Die beiden dunklen Flächen am Westrand sind zwei Plaggflächen – die östliche (untere) ist von 1987, geplaggt mit einer der ersten Plaggmaschinen. Die etwas weniger deutliche westliche (obere) wurde mit einem Bagger geplaggt. Darüber hinaus sind auf dem Luftbild Mahdstreifen unterschiedlichen Alters zu erkennen. In dieser Fläche wurde Saatgut gewonnen. Aufgrund der eingesetzten Überladetechnik konnten kaum Kurven umgesetzt werden. Die helleren Streifen zeigen Flächen, auf denen überalterte Heide für Biofilteranlagen gewonnen worden war. Zeitweise wurde Heidemahdgut an Reetdachdecker verkauft.

In diesem Bereich war die Heide zu diesem Zeitpunkt aber flächig so überaltert, dass nur kleine Mengen für die Dachdecker geeignet waren.“

Am Sonntag, 4. September, lädt die Stiftung VNP von 11 bis 17 Uhr zum traditionellen Hoffest auf den Landschaftspflegehof Tütsberg.

Holger Weitzel, Fotograf unserer neuen Serie, nimmt uns mit nach oben. Und zeigt uns Bilder, die wir ansonsten vermutlich niemals sehen würden – es sei denn, wir machen selbst einen Flugschein.

Er war ein kleiner Junge, als er auf dem Fahrrad immer mal wieder am Segelfluggelände in Boberg vorbeiradelte. Der Geruch der Holzflugzeuge, die Starts, die Menschen: Das war eine Welt, die Holger Weitzel als kleiner Junge einfach nur toll fand.

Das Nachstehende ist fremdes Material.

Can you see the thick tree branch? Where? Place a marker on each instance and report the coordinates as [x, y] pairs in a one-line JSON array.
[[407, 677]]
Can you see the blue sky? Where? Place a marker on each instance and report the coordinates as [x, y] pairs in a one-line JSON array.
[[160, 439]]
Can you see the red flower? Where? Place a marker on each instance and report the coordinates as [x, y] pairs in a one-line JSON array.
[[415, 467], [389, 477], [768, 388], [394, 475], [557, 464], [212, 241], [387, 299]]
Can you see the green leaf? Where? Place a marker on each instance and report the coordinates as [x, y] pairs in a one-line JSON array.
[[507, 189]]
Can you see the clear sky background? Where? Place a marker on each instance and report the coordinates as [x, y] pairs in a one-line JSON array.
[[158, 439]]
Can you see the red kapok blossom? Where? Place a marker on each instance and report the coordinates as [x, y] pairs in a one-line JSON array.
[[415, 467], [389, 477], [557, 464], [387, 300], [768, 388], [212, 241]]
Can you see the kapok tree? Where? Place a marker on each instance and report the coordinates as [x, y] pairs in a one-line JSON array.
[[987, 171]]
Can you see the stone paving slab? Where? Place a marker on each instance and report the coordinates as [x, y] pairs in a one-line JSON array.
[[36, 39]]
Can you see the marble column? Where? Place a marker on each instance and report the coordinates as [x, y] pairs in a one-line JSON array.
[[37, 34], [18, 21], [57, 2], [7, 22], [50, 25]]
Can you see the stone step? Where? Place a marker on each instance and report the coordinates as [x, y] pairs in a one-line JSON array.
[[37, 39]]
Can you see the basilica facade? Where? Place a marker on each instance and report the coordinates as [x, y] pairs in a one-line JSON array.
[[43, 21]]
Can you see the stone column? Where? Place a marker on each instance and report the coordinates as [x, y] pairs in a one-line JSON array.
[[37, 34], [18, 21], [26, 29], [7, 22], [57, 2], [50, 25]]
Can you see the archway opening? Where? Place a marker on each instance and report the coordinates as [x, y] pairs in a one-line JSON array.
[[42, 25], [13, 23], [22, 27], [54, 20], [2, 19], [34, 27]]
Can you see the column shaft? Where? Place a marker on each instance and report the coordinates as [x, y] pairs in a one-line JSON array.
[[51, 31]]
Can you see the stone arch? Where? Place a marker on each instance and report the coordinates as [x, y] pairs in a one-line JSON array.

Als Erwachsener ist er selbst Teil dieser Welt. Seit 1974 fliegt er Segelflugzeuge, und es mag jetzt an die 40 Jahre her sein, dass er sein erstes Foto, eine Baustelle auf der Autobahn 24 bei Billstedt, geschossen auf schwarz-weiß-Film aus einem Segelflugzeug heraus, verkaufte: an die Bergedorfer Zeitung.

Gelernt hat Holger Weitzel Vermesser, hat viele Jahre Niederschlagsabflussmodelle errechnet. Doch was ihn wirklich fasziniert, das ist das Segelfliegen. „Technik, Naturwissenschaften, der Blick vom Himmel auf die Welt: Sobald man mit dem Fliegen anfängt, erweitert sich der Horizont“, sagt er.

Wenn Holger Weitzel mit seiner Schleicher ASH 31 Mi mit ihren 21 Metern Spannweite in die Luft geht, hat er immer seine Sony Alpha 7 M4 dabei. Und wenn er von da oben ein Bild sieht, das er fotografieren will, dann hält er mit der linken Hand das Steuer seines Fliegers fest – und mit der rechten Hand seine Vollformat-Systemkamera mit Zoomobjektiv aus dem Fenster.

Den fotografierten Ausschnitt der Welt kann Weitzel über das Klappdisplay der Kamera sehen und auswählen; scharfstellen übernimmt die Technik für ihn. „Das geht beim Fliegen nicht auch noch.“

Das Foto von sich in seinem Segelflieger hat Weitzel auch selbst geschossen: mit einer kleineren Sony, montiert auf der Fläche des Flügels und per Fernsteuerung ausgelöst.